Through 2025–2026, the Utah short-term rental market has seen modest ADR growth of 3–5% industry-wide, partially offset by occupancy compression as supply has continued to expand. Operators in markets like Moab should evaluate hyperlocal factors — seasonality, regulatory environment, and competing accommodation supply — before making investment decisions.
Market estimates as of 2026. Conditions vary; consult local operators for current data.
Regulatory information last reviewed for accuracy in 2026. Local STR ordinances change frequently — verify current rules with the city or county before listing.
These neighborhoods are highly sought after due to their combination of scenic beauty, modern amenities, and proximity to Moab's outdoor recreational opportunities, making them top generators of Airbnb revenue in the area.
By sharing these attractions and tips, you can help your guests make the most of their visit to Moab, Utah.
To ensure a smooth and enjoyable experience for both hosts and guests in Moab, Utah, several practical tips can be implemented:
Inform your guests about the quiet hours and noise regulations in Moab. This can be done through a clear notice in the rental agreement and a reminder in the house manual. Ensuring guests are aware of these rules helps maintain a peaceful environment for neighboring residents.

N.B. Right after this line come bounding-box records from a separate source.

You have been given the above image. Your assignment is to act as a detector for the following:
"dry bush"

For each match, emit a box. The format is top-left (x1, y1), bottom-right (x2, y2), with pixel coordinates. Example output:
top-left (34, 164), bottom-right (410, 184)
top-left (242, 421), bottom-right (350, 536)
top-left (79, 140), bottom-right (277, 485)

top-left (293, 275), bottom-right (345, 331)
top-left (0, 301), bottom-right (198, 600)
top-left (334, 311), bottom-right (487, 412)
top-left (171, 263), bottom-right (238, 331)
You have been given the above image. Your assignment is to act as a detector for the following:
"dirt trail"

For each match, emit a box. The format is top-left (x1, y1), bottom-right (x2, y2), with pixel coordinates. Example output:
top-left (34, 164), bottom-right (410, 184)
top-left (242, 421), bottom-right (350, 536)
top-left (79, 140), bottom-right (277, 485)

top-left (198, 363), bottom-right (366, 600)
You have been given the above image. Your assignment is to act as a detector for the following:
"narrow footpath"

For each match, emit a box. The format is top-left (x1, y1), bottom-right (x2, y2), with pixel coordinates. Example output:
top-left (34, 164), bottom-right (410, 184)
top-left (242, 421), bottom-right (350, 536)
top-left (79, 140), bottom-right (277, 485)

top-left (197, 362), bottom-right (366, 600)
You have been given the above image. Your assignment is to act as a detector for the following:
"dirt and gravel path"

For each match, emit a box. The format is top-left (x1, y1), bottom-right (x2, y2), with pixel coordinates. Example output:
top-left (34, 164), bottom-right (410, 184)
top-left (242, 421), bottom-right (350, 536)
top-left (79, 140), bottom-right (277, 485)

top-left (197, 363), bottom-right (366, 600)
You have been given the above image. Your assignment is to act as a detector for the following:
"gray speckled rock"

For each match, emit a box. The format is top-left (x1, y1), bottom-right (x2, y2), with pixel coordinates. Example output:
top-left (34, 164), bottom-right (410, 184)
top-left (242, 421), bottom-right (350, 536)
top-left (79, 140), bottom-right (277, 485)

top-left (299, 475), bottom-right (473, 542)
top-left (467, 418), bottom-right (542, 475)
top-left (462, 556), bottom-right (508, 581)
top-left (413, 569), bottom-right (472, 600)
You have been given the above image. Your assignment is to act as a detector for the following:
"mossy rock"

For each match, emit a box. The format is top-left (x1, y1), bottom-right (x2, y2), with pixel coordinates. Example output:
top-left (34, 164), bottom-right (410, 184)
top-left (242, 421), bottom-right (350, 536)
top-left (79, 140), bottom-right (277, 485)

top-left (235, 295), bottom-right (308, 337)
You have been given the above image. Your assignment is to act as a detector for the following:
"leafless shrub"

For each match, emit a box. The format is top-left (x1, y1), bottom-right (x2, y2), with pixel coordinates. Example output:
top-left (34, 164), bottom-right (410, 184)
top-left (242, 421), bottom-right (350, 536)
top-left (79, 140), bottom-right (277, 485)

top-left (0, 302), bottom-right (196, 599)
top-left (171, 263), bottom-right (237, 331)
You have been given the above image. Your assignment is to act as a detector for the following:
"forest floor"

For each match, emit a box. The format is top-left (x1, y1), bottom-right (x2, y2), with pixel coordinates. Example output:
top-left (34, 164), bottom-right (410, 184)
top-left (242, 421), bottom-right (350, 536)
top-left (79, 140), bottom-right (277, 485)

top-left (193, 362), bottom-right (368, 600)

Create a comprehensive digital and physical house manual that includes essential instructions, Wi-Fi passwords, and contact information for emergency services. This manual should also cover the use of appliances, heating and cooling systems, and any specific rules or regulations of the property.
Utilize smart locks to streamline the check-in process, eliminating the need for physical key exchanges. Provide guests with detailed instructions on how to use the smart locks and ensure they have all necessary access codes before their arrival.
Include detailed parking instructions in your house manual, accompanied by photos to help guests identify the correct parking areas. This can prevent confusion and potential issues with neighbors or local authorities.
By implementing these measures, you can enhance guest satisfaction, reduce potential conflicts, and maintain a well-managed and compliant short-term rental business in Moab, Utah.
Short-term rental management fees in Moab, Utah in 2026 typically range from 15% to 30% of gross rental revenue, depending on the scope of services provided. Full-service management — covering guest communication, channel distribution across Airbnb, Vrbo, and Booking.com, dynamic pricing, cleaning coordination, and 24/7 guest support — generally falls in the 22% to 30% range. Co-hosting or partial-service arrangements that leave more responsibility with the owner usually run 15% to 20%.
Industry-wide management fees have crept upward by roughly 1–2 percentage points since 2024 as operating costs, insurance premiums, and labor expenses have risen across the vacation rental sector. Moab-area managers may also charge separately for cleaning turnovers, maintenance dispatch, linen programs, and listing optimization. Some full-service operators in Utah now offer guaranteed-rent or revenue-share hybrid models, which can be worth comparing against a flat percentage structure for higher-revenue properties.
Market estimates as of 2026. Conditions vary; consult local operators for current data.
Granular market data for Moab, Utah remains limited as of 2026, as smaller and emerging short-term rental markets are not consistently captured by major data providers like AirDNA. However, broader Utah trends suggest continued demand for vacation rentals, particularly in markets offering unique experiences, scenic appeal, or proximity to established tourist destinations.
Through 2025–2026, the Utah short-term rental market has seen modest ADR growth of 3–5% industry-wide, partially offset by occupancy compression as supply has continued to expand. Operators in markets like Moab should evaluate hyperlocal factors — seasonality, regulatory environment, and competing accommodation supply — before making investment decisions.
Market estimates as of 2026. Conditions vary; consult local operators for current data.